The Crook Factory
- Hardcover edition
- Author: Dan Simmons
- Language: English
- Publisher: William Morrow
- Publication date: March 1, 1999
- Publication place: United States
- Media type: Print
- Pages: 448 (hardcover)
- ISBN: 978-0380973682

= The Crook Factory =

1999 novel by Dan Simmons

The Crook Factory is a thriller novel by American author Dan Simmons. The book was initially published by William Morrow on March 1, 1999. The novel tells a fictionalized version of the real life counter-espionage and spy ring, known as the Crook Factory, that was set up by Ernest Hemingway in Cuba during World War II.

==Overview==
The novel is narrated by Joe Lucas, an FBI agent who is sent to Cuba by J. Edgar Hoover to monitor Hemingway's activities. Lucas is at first bewildered why the director of the FBI has taken a personal interest in Hemingway and his spy network, which Lucas considers amateurish and almost silly. As the novel unfolds it becomes clear that Hemingway's ragtag organization is at the center of a complicated game of war-time counter-intelligence involving the FBI, the OSS, British intelligence, and the two German intelligence organizations operating at that time, the Sicherheitsdienst (SD) and the Abwehr. Lucas goes from a reluctant monitor of Hemingway to an active participant in the Crook Factory's operations.

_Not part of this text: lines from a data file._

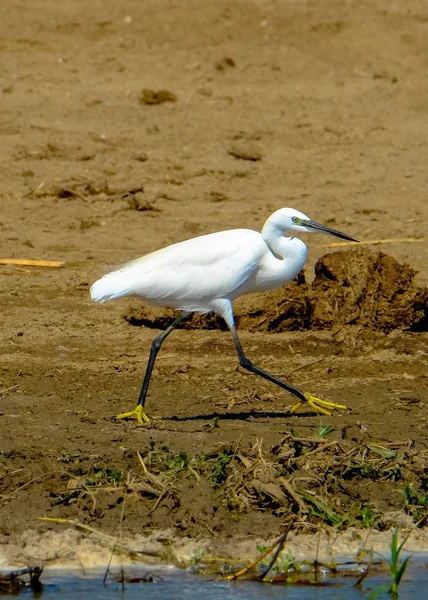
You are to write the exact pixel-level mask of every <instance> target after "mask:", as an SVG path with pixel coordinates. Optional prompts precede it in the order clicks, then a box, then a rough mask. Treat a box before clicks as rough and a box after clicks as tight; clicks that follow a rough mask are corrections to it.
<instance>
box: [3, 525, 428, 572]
mask: <svg viewBox="0 0 428 600" xmlns="http://www.w3.org/2000/svg"><path fill="white" fill-rule="evenodd" d="M407 535H408V536H409V537H408V539H407V541H406V542H405V544H404V549H403V551H404V552H405V554H406V555H408V554H409V553H411V554H414V555H415V556H419V555H421V554H425V553H428V531H426V530H419V529H417V528H413V529H409V528H406V527H402V528H400V529H399V539H400V541H402V540H404V539H405V537H406V536H407ZM391 536H392V529H390V530H388V531H382V532H380V531H369V530H364V529H354V528H350V529H348V530H346V531H344V532H339V533H338V532H335V531H334V530H324V531H322V532H319V533H310V534H307V533H299V534H296V533H294V532H290V534H289V536H288V538H287V542H286V544H285V546H284V549H283V551H282V552H285V553H291V554H292V555H293V557H294V558H295V559H296V560H297V561H314V560H315V559H316V560H318V561H319V562H321V563H326V564H331V563H333V562H335V561H337V560H339V559H340V560H344V559H346V560H355V561H356V563H357V560H358V559H357V556H358V554H359V553H361V552H362V551H363V550H366V551H370V550H372V551H373V552H374V553H375V554H379V555H382V557H383V558H384V559H385V560H387V559H388V557H389V552H390V543H391ZM109 537H110V536H109ZM277 537H278V536H277ZM277 537H274V538H270V539H263V538H261V537H256V536H254V537H250V536H243V537H232V538H227V539H212V538H211V539H210V538H205V539H192V538H189V537H178V536H176V535H174V532H173V531H172V530H164V531H156V532H153V533H152V534H150V535H149V536H143V535H141V534H137V535H135V536H133V537H126V538H125V539H124V540H123V550H122V552H121V551H120V550H119V548H118V546H119V537H118V538H117V547H116V550H114V555H113V557H112V550H113V548H114V546H115V544H114V541H113V539H112V540H111V545H110V543H108V542H107V541H106V540H103V541H101V540H100V535H99V534H95V533H93V534H90V535H87V534H85V533H82V532H80V531H78V530H77V529H76V528H68V529H65V530H64V531H62V532H56V531H52V530H51V531H47V532H44V533H41V534H40V533H39V532H37V531H36V530H34V529H33V530H31V529H30V530H27V531H26V532H24V533H22V534H21V535H20V536H18V539H17V543H8V544H3V545H2V546H1V547H0V564H1V565H2V567H1V570H2V571H11V570H15V569H18V568H22V567H24V566H28V565H36V564H37V565H42V566H43V567H44V569H46V568H49V569H52V568H53V569H67V570H68V569H80V570H82V571H83V572H85V571H86V570H87V569H101V568H106V567H107V565H108V564H109V561H111V563H110V566H111V567H118V566H119V567H120V566H126V567H131V566H132V567H134V566H136V565H142V564H143V565H144V566H145V567H152V568H170V567H176V568H182V569H186V568H189V567H196V566H197V565H198V566H200V567H205V568H206V569H207V570H209V566H210V565H211V568H212V566H213V565H217V566H218V567H219V566H222V565H223V566H224V565H236V566H237V567H238V566H239V565H240V564H241V565H245V564H246V563H247V562H251V561H254V560H256V559H257V558H258V555H260V552H259V551H258V550H257V547H260V546H269V545H271V544H273V543H274V542H275V540H276V539H277ZM365 554H366V557H367V556H368V553H365ZM360 560H361V559H360ZM356 566H357V565H356Z"/></svg>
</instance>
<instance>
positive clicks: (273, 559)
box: [257, 523, 292, 581]
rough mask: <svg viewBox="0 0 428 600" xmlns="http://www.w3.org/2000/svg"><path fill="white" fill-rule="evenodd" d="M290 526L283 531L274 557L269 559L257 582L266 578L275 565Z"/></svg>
mask: <svg viewBox="0 0 428 600" xmlns="http://www.w3.org/2000/svg"><path fill="white" fill-rule="evenodd" d="M291 526H292V523H290V525H289V526H288V527H287V529H286V530H285V531H284V533H283V534H282V536H281V537H280V538H279V540H278V542H277V548H276V550H275V552H274V555H273V556H272V558H271V561H270V563H269V564H268V566H267V567H266V569H265V570H264V571H263V572H262V574H261V575H260V576H259V577H258V578H257V579H258V580H259V581H263V579H264V578H265V577H266V575H267V574H268V573H269V571H270V570H271V569H272V567H273V565H274V564H275V561H276V559H277V558H278V556H279V553H280V552H281V550H282V548H283V547H284V544H285V540H286V539H287V535H288V534H289V532H290V529H291Z"/></svg>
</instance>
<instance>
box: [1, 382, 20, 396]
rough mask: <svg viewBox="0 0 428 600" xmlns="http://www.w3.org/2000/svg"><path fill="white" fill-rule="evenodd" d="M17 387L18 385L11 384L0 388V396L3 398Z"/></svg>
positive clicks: (9, 393) (10, 392)
mask: <svg viewBox="0 0 428 600" xmlns="http://www.w3.org/2000/svg"><path fill="white" fill-rule="evenodd" d="M18 388H19V385H11V386H10V387H9V388H5V389H4V390H0V398H5V397H6V396H7V395H8V394H10V393H11V392H14V391H15V390H16V389H18Z"/></svg>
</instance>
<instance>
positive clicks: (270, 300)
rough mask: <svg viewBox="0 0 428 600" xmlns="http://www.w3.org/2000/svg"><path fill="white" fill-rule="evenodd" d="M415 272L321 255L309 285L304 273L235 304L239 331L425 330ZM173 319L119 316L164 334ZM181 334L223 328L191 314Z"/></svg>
mask: <svg viewBox="0 0 428 600" xmlns="http://www.w3.org/2000/svg"><path fill="white" fill-rule="evenodd" d="M415 275H416V271H415V270H414V269H412V267H410V266H409V265H407V264H400V263H399V262H398V261H396V260H395V259H394V258H393V257H392V256H388V255H387V254H384V253H383V252H372V251H369V250H366V249H360V248H358V249H353V250H344V251H339V252H334V253H332V254H327V255H325V256H323V257H321V258H320V259H319V261H318V262H317V263H316V265H315V279H314V281H313V282H312V283H311V284H310V283H308V282H307V280H306V278H305V275H304V273H301V274H300V275H299V276H298V277H297V279H296V280H295V281H292V282H291V283H290V284H288V285H286V286H284V287H282V288H280V289H278V290H274V291H273V292H270V293H269V294H252V295H250V296H245V297H244V298H241V299H239V300H238V301H237V302H236V303H235V312H236V322H237V325H238V327H239V329H242V330H247V331H264V332H266V331H273V332H281V331H290V330H306V329H313V330H322V329H327V330H328V329H335V328H337V327H341V326H344V325H358V326H362V327H366V328H368V329H373V330H379V331H383V332H386V333H388V332H390V331H393V330H410V331H428V289H426V288H418V287H417V286H416V285H415V283H414V278H415ZM176 315H177V313H176V311H174V310H172V309H157V308H152V307H149V306H146V305H141V304H139V303H138V304H135V305H133V306H132V307H131V308H130V309H129V310H128V312H127V313H126V315H125V319H126V320H127V321H128V322H129V323H131V324H132V325H143V326H145V327H151V328H159V329H165V328H166V327H167V326H168V325H170V324H171V323H172V321H173V319H174V318H175V316H176ZM182 327H184V328H186V329H200V328H205V329H214V328H216V329H217V328H219V329H226V325H225V323H224V322H223V320H222V319H221V318H220V317H218V316H216V315H203V316H200V315H194V316H193V318H191V319H189V320H188V321H187V322H184V323H183V325H182Z"/></svg>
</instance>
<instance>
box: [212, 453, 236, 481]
mask: <svg viewBox="0 0 428 600" xmlns="http://www.w3.org/2000/svg"><path fill="white" fill-rule="evenodd" d="M231 460H232V454H231V452H230V451H229V452H228V451H224V450H223V451H221V452H219V453H218V454H217V456H216V457H215V458H214V459H213V460H212V465H211V472H210V479H211V483H212V484H213V486H214V487H219V486H220V485H221V484H222V483H224V482H225V481H226V479H227V476H228V474H229V469H228V467H229V463H230V461H231Z"/></svg>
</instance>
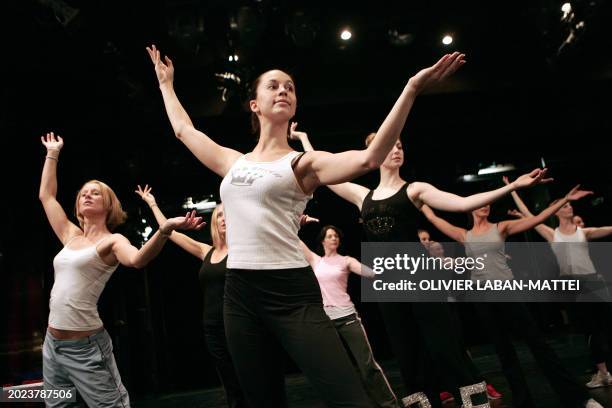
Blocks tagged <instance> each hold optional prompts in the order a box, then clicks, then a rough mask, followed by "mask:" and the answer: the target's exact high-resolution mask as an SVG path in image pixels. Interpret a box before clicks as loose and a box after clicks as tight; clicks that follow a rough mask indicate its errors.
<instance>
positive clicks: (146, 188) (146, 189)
mask: <svg viewBox="0 0 612 408" xmlns="http://www.w3.org/2000/svg"><path fill="white" fill-rule="evenodd" d="M151 190H152V188H151V187H149V185H148V184H146V185H145V187H144V188H142V187H140V184H139V185H138V189H137V190H134V192H135V193H136V194H138V195H139V196H140V198H142V199H143V200H144V202H145V203H147V204H148V205H149V207H153V206H154V205H157V203H156V202H155V197H154V196H153V194H151Z"/></svg>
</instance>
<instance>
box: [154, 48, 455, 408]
mask: <svg viewBox="0 0 612 408" xmlns="http://www.w3.org/2000/svg"><path fill="white" fill-rule="evenodd" d="M147 50H148V52H149V55H150V57H151V61H152V62H153V64H154V66H155V72H156V74H157V79H158V81H159V85H160V90H161V93H162V96H163V99H164V104H165V107H166V112H167V114H168V118H169V119H170V123H171V124H172V128H173V129H174V132H175V135H176V137H177V138H178V139H179V140H180V141H181V142H183V143H184V144H185V145H186V146H187V148H189V150H190V151H191V152H192V153H193V154H194V155H195V156H196V157H197V158H198V159H199V160H200V161H201V162H202V163H203V164H204V165H205V166H206V167H208V168H209V169H211V170H212V171H214V172H215V173H217V174H218V175H220V176H221V177H223V181H222V183H221V199H222V201H223V203H224V206H225V219H226V224H227V245H228V260H227V267H228V274H227V278H226V285H225V305H224V313H225V329H226V334H227V339H228V344H229V347H230V351H231V354H232V358H233V360H234V363H235V365H236V368H237V370H238V378H239V379H240V383H241V385H242V386H243V390H244V392H245V394H246V398H247V400H248V402H249V404H250V405H251V407H253V408H259V407H265V408H269V407H283V406H286V405H287V402H286V398H285V394H284V387H283V378H284V373H283V370H282V367H281V366H280V364H279V361H278V360H279V356H280V354H279V350H278V349H279V345H282V347H283V348H284V349H285V350H286V351H287V352H288V354H289V355H290V356H291V357H292V358H293V360H294V361H295V362H296V363H297V365H298V367H300V369H301V370H302V371H303V372H304V374H305V375H306V377H307V378H308V379H309V380H310V381H311V383H312V385H313V386H314V388H315V389H316V390H318V392H319V394H320V396H321V397H322V398H323V399H324V400H325V402H326V403H327V405H328V406H330V407H365V406H368V402H367V396H366V394H365V393H364V391H363V388H362V387H361V385H360V383H359V378H358V377H357V375H356V374H355V372H354V370H353V367H352V366H351V363H350V361H349V359H348V356H347V355H346V353H345V352H344V350H343V349H342V345H341V342H340V339H339V338H338V335H337V333H336V331H335V329H334V327H333V325H332V324H331V321H330V320H329V319H328V318H327V316H326V315H325V312H324V311H323V304H322V300H321V293H320V291H319V286H318V284H317V281H316V278H315V277H314V274H313V273H312V269H311V268H310V267H309V265H308V262H306V260H305V259H304V255H303V253H302V252H301V251H300V248H299V238H298V234H297V232H298V227H299V226H298V218H299V215H301V214H302V212H303V210H304V208H305V206H306V203H307V202H308V200H309V199H310V198H311V197H312V193H313V192H314V190H315V189H316V188H317V187H318V186H320V185H325V184H335V183H342V182H345V181H348V180H351V179H353V178H355V177H358V176H360V175H362V174H364V173H366V172H368V171H370V170H372V169H375V168H377V167H378V166H380V164H381V163H382V162H383V160H384V158H385V157H386V156H387V153H388V152H389V150H390V149H391V148H392V146H393V144H394V143H395V140H397V138H398V136H399V132H400V130H401V129H402V127H403V126H404V123H405V121H406V118H407V116H408V113H409V111H410V109H411V107H412V104H413V102H414V100H415V98H416V96H417V95H418V94H419V93H420V92H421V91H423V90H424V89H425V88H427V87H429V86H430V85H433V84H436V83H438V82H439V81H440V80H442V79H444V78H445V77H446V76H448V75H450V74H451V73H452V72H454V71H455V70H457V69H458V68H459V67H460V66H461V65H462V64H463V62H464V60H463V55H462V54H459V53H453V54H451V55H445V56H444V57H442V58H441V59H440V60H439V61H438V62H437V63H436V64H435V65H433V66H432V67H429V68H426V69H423V70H421V71H419V72H418V73H417V74H416V75H415V76H413V77H412V78H410V80H409V81H408V82H407V84H406V86H405V87H404V89H403V91H402V93H401V95H400V97H399V99H398V100H397V102H396V103H395V105H394V106H393V108H392V109H391V112H390V113H389V114H388V116H387V118H386V119H385V120H384V122H383V123H382V125H381V127H380V129H379V134H380V137H379V138H378V140H377V141H376V142H375V143H372V144H371V145H370V146H369V147H368V148H367V149H364V150H354V151H346V152H342V153H338V154H331V153H327V152H323V151H313V152H309V153H307V154H300V153H298V152H296V151H294V150H293V149H291V147H290V146H289V143H288V141H287V134H288V130H289V120H290V119H291V118H292V117H293V116H294V115H295V111H296V105H297V97H296V92H295V84H294V81H293V78H292V77H291V76H289V75H288V74H286V73H285V72H283V71H280V70H271V71H267V72H264V73H263V74H262V75H260V76H259V77H258V78H257V79H256V80H255V81H254V83H253V85H252V87H251V100H250V101H249V106H250V109H251V112H252V124H253V125H254V128H255V129H257V130H259V139H258V142H257V145H256V146H255V148H254V149H253V151H252V152H249V153H248V154H247V155H243V154H241V153H239V152H237V151H235V150H232V149H229V148H226V147H222V146H220V145H218V144H217V143H215V142H213V141H212V139H210V138H209V137H208V136H207V135H205V134H204V133H202V132H200V131H198V130H197V129H195V127H194V126H193V124H192V122H191V120H190V118H189V116H188V115H187V113H186V111H185V109H183V107H182V106H181V104H180V102H179V100H178V98H177V96H176V94H175V92H174V89H173V85H172V82H173V79H174V78H173V77H174V67H173V64H172V61H171V60H170V59H169V58H168V57H165V58H164V61H162V60H161V56H160V53H159V51H158V50H157V49H156V48H155V46H152V47H151V48H148V49H147ZM339 162H341V163H343V165H342V166H338V165H337V164H338V163H339ZM254 373H257V374H254Z"/></svg>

==Basis on actual events==
While the novel is fictional, it incorporates multiple real events and almost all real people as characters. An author's note at the end of the novel reveals that many of the novel's events are based in fact, most notably the existence and organization of the Crook Factory, along with Hoover's interest in Hemingway, the support Hemingway received from the US Ambassador to Cuba, the activities of German intelligence agents in Cuba and South America, and the various historical and celebrity figures who frequented the finca where Hemingway lived outside Havana.